Biologists deciphered the genetic code by using artificial messengers
Molecular biologists broke the genetic code in the early 1960s. The problem was perplexing: How could more than 20 “code words” be written with an “alphabet” consisting of only four “letters”? How, in other words, could four bases (A, U, G, and C) code for 20 different amino acids? That the code was a triplet code, based on three-letter codons, was considered likely. Since there are only four letters (A, G, C, U), a one-letter code clearly could not unambiguously encode 20 amino acids; it could encode only four of them. A two-letter code could contain only 4 x 4 = 16 codons—still not enough. But a triplet code could contain up to 4 x 4 x 4 = 64 codons. This was more than enough to encode the 20 amino acids. Marshall W. Nirenberg and J. H. Matthaei, at the National Institutes of Health, made the first decoding breakthrough in 1961 when they realized that they could use a simple artificial polynucleotide instead of a complex natural mRNA as a messenger.
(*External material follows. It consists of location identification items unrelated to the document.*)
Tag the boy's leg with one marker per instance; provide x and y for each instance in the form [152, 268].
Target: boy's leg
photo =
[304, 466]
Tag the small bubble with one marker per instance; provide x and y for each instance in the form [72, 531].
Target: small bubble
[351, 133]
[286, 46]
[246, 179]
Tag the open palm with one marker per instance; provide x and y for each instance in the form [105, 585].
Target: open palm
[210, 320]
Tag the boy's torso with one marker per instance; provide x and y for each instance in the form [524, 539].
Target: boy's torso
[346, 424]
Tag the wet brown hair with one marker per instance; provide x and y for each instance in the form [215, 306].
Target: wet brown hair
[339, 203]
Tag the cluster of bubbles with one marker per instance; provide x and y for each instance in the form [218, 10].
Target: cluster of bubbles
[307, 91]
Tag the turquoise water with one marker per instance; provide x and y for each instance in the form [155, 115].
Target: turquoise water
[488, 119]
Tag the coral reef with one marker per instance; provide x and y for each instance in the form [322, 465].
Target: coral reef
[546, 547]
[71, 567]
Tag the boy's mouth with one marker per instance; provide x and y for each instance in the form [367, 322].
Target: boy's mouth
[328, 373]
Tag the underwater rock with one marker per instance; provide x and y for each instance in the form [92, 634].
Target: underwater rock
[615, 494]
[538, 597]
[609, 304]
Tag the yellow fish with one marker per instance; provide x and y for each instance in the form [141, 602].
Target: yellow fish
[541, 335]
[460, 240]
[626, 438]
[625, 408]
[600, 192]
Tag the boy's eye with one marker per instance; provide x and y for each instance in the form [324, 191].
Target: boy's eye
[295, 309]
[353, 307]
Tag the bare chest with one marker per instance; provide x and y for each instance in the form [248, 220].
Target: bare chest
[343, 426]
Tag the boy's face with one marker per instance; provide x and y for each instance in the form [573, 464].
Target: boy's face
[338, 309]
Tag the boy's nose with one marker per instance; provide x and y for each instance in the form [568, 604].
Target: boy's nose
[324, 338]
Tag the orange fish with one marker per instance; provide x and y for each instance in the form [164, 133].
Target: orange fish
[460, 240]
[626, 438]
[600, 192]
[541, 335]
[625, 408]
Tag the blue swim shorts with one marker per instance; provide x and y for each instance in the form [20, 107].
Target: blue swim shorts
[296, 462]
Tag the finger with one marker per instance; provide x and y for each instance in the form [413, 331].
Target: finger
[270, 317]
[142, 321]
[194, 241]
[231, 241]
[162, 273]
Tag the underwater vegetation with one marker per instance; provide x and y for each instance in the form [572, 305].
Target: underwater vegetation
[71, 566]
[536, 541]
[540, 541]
They could then identify the polypeptide that the artificial messenger encoded. Scientists prepared an artificial mRNA in which all the bases were uracil (poly U). When poly U was added to a test tube containing all the ingredients necessary for protein synthesis (ribosomes, all the amino acids activating enzymes, tRNAs and other factors), a polypeptide formed. This polypeptide contained only one kind of amino acid: phenylalanine (Phe). Poly U coded for poly Phe. Accordingly, UUU appeared to be the mRNA code word—the codon—for phenylalanine. Following up on this success, Nirenberg and Matthaei soon showed that CCC codes for proline and AAA for lysine. (Poly G presented some chemical problems and was not tested initially.) UUU, CCC and AAA were three of the easiest codons; different approaches were required to work out the rest. Other scientists later found that simple artificial mRNAs only three nucleotides long — each amounting to a codon — could bind to a ribosome, and that the resulting complex could then cause the binding of the corresponding tRNA with its specific amino acid. Thus, for example, simple UUU caused the tRNA carrying phenylalanine to bind to the ribosome. After this discovery, complete deciphering of the genetic code was relatively simple. To find the “translation” of a codon, Nirenberg could use a sample of that codon as an artificial mRNA and see which amino acid became bound to it.